Dans ce podcast, parmi les émotions qui ressortent, on y décèle comme une pointe de tristesse…

Ce sont les tabous qui rendent la vie triste. Ce sont des sujets qui sont parfois durs à entendre et à vivre. Toutes les sociétés sont travaillées par des problématiques difficiles et complexes. Je ne suis pas une pessimiste et je crois très fort dans notre capacité à transcender des problématiques. À Maurice ou à l’étranger, des personnes ont travaillé sur les problématiques mauriciennes dont le multiculturalisme et les dynamiques qui nous bloquent. Si on mettait leur travail en avant, peut-être qu’on pourrait mieux comprendre ensemble ces problématiques et se comprendre… Ce podcast est un projet modeste, je ne suis pas politicienne, je ne peux pas changer le monde. Mais si nous pouvons trouver des plates-formes pour parler de ces sujets-là et avancer, tant mieux. Notre but est de susciter la réflexion et une remise en question.

Pourquoi la nécessité de se remettre en question dans le contexte social actuel ?

Cette nécessité est perpétuelle. Personnellement, c’est le cas. Quand Shakti Calikhan m’a proposé le projet, pour moi, c’était l’occasion d’avoir un lieu pour parler d’un sujet qui m’a toujours intéressée, publiquement, de manière à générer une interaction entre les Mauriciens et moi. Certains m’ont écrit en message privé pour partager leur expérience. De manière plus globale, j’ai le sentiment que les choses bougent pour ma génération et celle qui vient après moi. Ce qui n’est pas forcément le cas en politique. Quoiqu’il en soit, je crois davantage au changement individuel que politique. C’est le changement individuel en premier lieu qui fait bouger la société, ensuite la politique. C’est ainsi que notre manière de voter changera. Tout ce processus peut prendre des années. 

Maurice est une île compartimentée mais qui revendique l’unité nationale. Il y a, là, un paradoxe, n’est-ce pas ?

Maurice est un pays paradoxal, comme l’être humain lui-même. Il y a une part de nous qui se sent intimement mauricien, nos racines sont ancrées ici ; il en est de même pour nos attaches émotionnelles, voire  poétiques… Mais quand il faut se rallier, on se rallie. On se laisse emporter par une même fierté nationale. Ensuite, chacun rentre chez soi et on recommence avec nos petites habitudes. Comment expliquer cela ? Comme je m’intéresse aussi à la psychologie, je l’explique par des mécanismes internes bien huilés qu’on a dû mal à déconstruire.

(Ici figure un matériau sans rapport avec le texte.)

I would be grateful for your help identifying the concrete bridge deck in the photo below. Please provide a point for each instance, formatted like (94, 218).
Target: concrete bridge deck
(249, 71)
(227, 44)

Le hasard a voulu que le podcast soit diffusé à un moment où un proverbe kreol a attisé une polémique sur fond politique et communal. Votre avis ?

Pour qu’il y ait autant de haine, je me dis que notre société est en grande souffrance. Je suis toujours choquée de voir que des Mauriciens continuent d’être manipulés sur le plan identitaire. C’est très dangereux. Cela conforte ma conviction dans la pertinence de ce projet. Je m’aperçois qu’on est bien loin d’en avoir fini avec le communalisme. Le podcast explique la manière dont notre société est construite politiquement et comment cela influence notre perception de nos identités. Beaucoup de personnes n’ont pas encore conscience qu’elles se laissent déterminer par des facteurs externes, dont la politique. Cette prise de conscience est le résultat de notre éducation, du milieu dans lequel on grandit ou encore des livres qui nous ont marqués. Mais pour beaucoup, leur identité est celle qui leur a été imposée à la naissance. Je suis blanche mauricienne descendante de Français, je suis indo-mauricienne mon ascendance est en Inde… Vue sous cet angle, mon identité est figée et elle m’emprisonne. Tant qu’on n’a pas compris qu’on – c’est-à-dire la politique telle qu’elle est constituée, la société à l’échelle globale et nos familles qui se conforment à ces principes de cloisonnement identitaire – est en train de nous mettre dans un système de case, nous risquons de tourner en rond et les mêmes problèmes demeureront. À Maurice, on se laisse trop souvent déterminer par l’extérieur : la politique, mais pas seulement. L’identité c’est quelque chose de dynamique par définition. Quand bien même un test ADN me permettrait de savoir qu’il n’y a aucun “métissage” en moi et que je suis Française de « souche » : ce qui n’a pas grand sens, non plus d’ailleurs, ma culture sera toujours hybride, métissée. Je n’ai pas grandi en France, ma culture est ici, là où j’ai inscrit mes souvenirs sensibles… On peut aussi choisir de ne pas se laisser définir par l’extérieur et décider qui nous voulons être.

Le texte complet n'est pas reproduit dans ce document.